Cerita lainnya yang aku ingat ialah waktu belajar sepeda di BMC. Dari jaman belanda BMC terkenal sebagai toko susu di jalan Aceh. Aku masih ingat, jika disuruh orang tua beli susu atau yoghurt di sana, biasanya minta temen mainku untuk menemani karena suasananya yang sepi, sedikit angker dan dingin, ditambah pelayannya yang jutek dan tua. Kadang2 aku melihat om2 atau tante2 girang merokok disana, ntah lah ngomongin apa, yang jelas dulu itu daerah 17 tahun ke atas. Tapi sekarang BMC sudah berubah jadi cafe dengan nama yang sama, tetapi suasana nya lebih nyaman, pelayannya ramah dan management yang lebih profesional.  Di sebelah BMC waktu itul, ada toko sayur dan kelontong milik si encim yang sudah nenek2, yang aku ingat toko itu gelap tapi komplit sekali barangnya, yang menarik perhatianku adalah bahan2 untuk membuat sayur kimlo seperti so'un, jamur kuping dan asinan sedap malam yang sangat oriental ditambah asap bau hio dari pemilik toko yang setiap pagi mengepul ketika si encim sembahyang. Hal yang sama terjadi juga di toko mebel dan toko peralatan ABRI/Pramuka seperti lencana/badge dan juga toko mie Yap tepat di seberang toko si encim tadi....sang pemilik menggenggam batang hio merah yang dibakar, kemudian diletakkan di depan pintu toko.

Tempat lain di dekat tempat tinggalku adalah tempat jual es balok Sari Petojo di jalan Kebon Jukut. Tukang es gelondongan ini paling laku oleh pedagang es campur, tukang es lilin atau atau dibeli oleh ibu2 ketika ingin minuman sirop segar di rumah. Es balok itu dijual per 1/4 atau 1/2  atau 1 bagian. Jaman tahun2 itu belum tentu setiap rumah memiliki lemari es, paling2 rumah orang yang tergolong kaya saja yang mempunyainya. Kepemilikan TV pun belum seluruh rumah di sekitarku memilikinya, kalaupun ada TV pastilah TV hitam putih dengan siaran tunggal TVRI yang mulai mengudara sore sekitar pukul 17.00 sampai 24.00.
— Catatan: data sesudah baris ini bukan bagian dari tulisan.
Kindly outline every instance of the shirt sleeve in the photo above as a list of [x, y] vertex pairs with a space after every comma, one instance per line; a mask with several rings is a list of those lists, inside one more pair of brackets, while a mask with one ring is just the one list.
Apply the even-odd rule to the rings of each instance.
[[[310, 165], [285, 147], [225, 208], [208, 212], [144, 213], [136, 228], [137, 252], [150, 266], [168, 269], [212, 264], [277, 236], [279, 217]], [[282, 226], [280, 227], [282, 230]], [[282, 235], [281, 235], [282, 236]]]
Di jalan Merdeka depan Balaikota, aku ingat ada supermarket pertama yang aku tahu di Bandung, namanya Gelael. Pernah aku masuk ke dalamnya, rasanya pertama kali grogi berat dan bingung mau beli apa, tapi akhirnya aku dan ayahku membeli roti dan sebungkus spaghetti mentah, olala....ketika bayar di kasir, ayahku hampir saja pingsan karena harganya sekitar 1/3 gaji sebulan ayahku yang dosen PNS ketika itu. Sejak saat itu aku kapok datang ke supermarket tersebut karena tidak terjangkau oleh keluargaku. Sebaliknya ayahku, biasanya berlangganan ke toko HWK di jalan Pajajaran, barang2nya lumayan komplit dan harganya standar.  Oya ketika shalat Ied di Bandung, kami biasanya memilih untuk shalat di balaikota, nyaman sekali rasanya bisa shalat ramai2 di bawah pohon ki hujan yang rindang, tapi kemudian shalat Ied dipindahkan ke gedung Kolokdam, entah kenapa ya kok jadi tidak diadakan shalat Ied di balaikota lagi setelahnya, padahal mesjid Ukhuwah belum ada, masih berupa gedung Graha Pancasila tempat orang mengadakan pameran dan pernikahan.

Jika ada anggota keluarga yang sakit, biasanya aku beli obat di apotek Maya di jalan Wastukancana, sayang sekarang sudah berganti menjadi sebuah restaurant seafood. Di dekat apotik Maya, ada sebuah bangunan kuno dari jaman belanda yang selalu kosong dan seram. Setelah aku tanyakan ke ibuku, katanya gedung itu dulunya sebuah hotel di jaman belanda. Kemudian gedung itu sempat aku lihat di cat oleh pemilik baru, tapi sepertinya sepi seperti biasanya. Aku dan teman2 ku biasa menyebutnya gedung hantu, tapi sebagian orang menyebutnya rumah putih. Di sepanjang jalan Wastukancana, terutama depan balaikota biasanya hobiku adalah mengumpulkan buah kenari dari pohon kenari yang berjejer rapi di pinggir jalan itu, buah kenari harus dipukul dulu sampai keluar bijinya, baru kemudian bijinya dimakan setelah terlebih dahulu disangrai sebentar. Masih banyak lagi yang aku lihat ketika itu, jika bisa....aku ingin kembali ke masa itu.